But if it starts with good nature, SGN also benefits from good nurturing. DeWolfe is applying some important lessons from MySpace.

The first is to focus. Create a handful of fun, challenging games with proven appeal to a specific audience, then constantly refine and update them. That’s it.

The second is to solve problems with technology. He prefers to drive revenue with a smart, lean team of employees, currently around 130 at the Los Angeles headquarters and four production studios.

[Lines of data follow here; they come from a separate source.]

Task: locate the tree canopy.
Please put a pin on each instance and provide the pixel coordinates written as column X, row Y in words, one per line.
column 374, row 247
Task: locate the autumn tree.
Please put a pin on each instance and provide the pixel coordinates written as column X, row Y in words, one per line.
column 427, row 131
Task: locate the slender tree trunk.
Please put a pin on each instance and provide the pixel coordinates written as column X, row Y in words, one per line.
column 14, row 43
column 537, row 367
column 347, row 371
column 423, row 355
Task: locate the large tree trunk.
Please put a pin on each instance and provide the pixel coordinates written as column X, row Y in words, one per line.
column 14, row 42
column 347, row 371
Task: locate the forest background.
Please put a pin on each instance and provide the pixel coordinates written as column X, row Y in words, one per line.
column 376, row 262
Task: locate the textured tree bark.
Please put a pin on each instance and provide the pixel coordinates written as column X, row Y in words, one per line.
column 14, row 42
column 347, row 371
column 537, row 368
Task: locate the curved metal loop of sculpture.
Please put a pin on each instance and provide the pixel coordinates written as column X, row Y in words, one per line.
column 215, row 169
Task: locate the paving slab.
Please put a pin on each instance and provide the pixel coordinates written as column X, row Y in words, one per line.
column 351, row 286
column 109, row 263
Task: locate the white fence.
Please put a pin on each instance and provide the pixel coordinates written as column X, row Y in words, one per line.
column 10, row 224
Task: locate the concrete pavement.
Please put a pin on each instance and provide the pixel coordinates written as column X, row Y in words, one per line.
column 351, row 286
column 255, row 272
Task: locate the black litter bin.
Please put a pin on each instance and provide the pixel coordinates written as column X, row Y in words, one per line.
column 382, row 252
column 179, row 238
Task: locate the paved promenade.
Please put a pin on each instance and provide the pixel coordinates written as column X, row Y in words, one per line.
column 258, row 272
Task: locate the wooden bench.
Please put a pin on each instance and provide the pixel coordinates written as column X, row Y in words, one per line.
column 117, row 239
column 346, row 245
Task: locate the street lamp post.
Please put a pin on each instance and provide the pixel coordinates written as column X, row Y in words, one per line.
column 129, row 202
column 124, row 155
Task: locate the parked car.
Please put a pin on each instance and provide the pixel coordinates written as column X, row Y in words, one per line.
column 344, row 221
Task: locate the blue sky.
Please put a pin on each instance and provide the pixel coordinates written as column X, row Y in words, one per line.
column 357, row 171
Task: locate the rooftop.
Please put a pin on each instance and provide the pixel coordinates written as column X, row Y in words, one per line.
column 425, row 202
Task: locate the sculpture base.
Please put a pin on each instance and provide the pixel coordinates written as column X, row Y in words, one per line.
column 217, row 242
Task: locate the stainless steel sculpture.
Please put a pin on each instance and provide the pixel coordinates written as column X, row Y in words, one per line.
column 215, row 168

And third is to maintain the company culture at all costs. DeWolfe hires employees who are passionate about gaming and keeps them in the loop with regular all-hands meetings. He embraces risk-taking and engenders ownership through stock options for everyone. “It’s absolutely essential that every single employee know why they are walking in the door every day, how specifically they will contribute to our company,” he says.

Fun and games

DeWolfe, who says he plays games around two hours a day for business and pleasure, has learned to work smarter at SGN. There certainly are fewer distractions, despite continued requests for his expertise by the business media.

If he’s no longer revolutionizing the social dynamic of humankind, he’s building on this new dynamic. The stakes—and the scrutiny—may not be quite so high at SGN. But it’s still a business with massive potential. And SGN, like MySpace, gives DeWolfe a great deal of satisfaction.

“The money is nice,” he admits. “But the most rewarding part of being an entrepreneur is knowing that you and your team have created a product that is influencing culture and giving joy to millions—if not hundreds of millions—of people around the world.”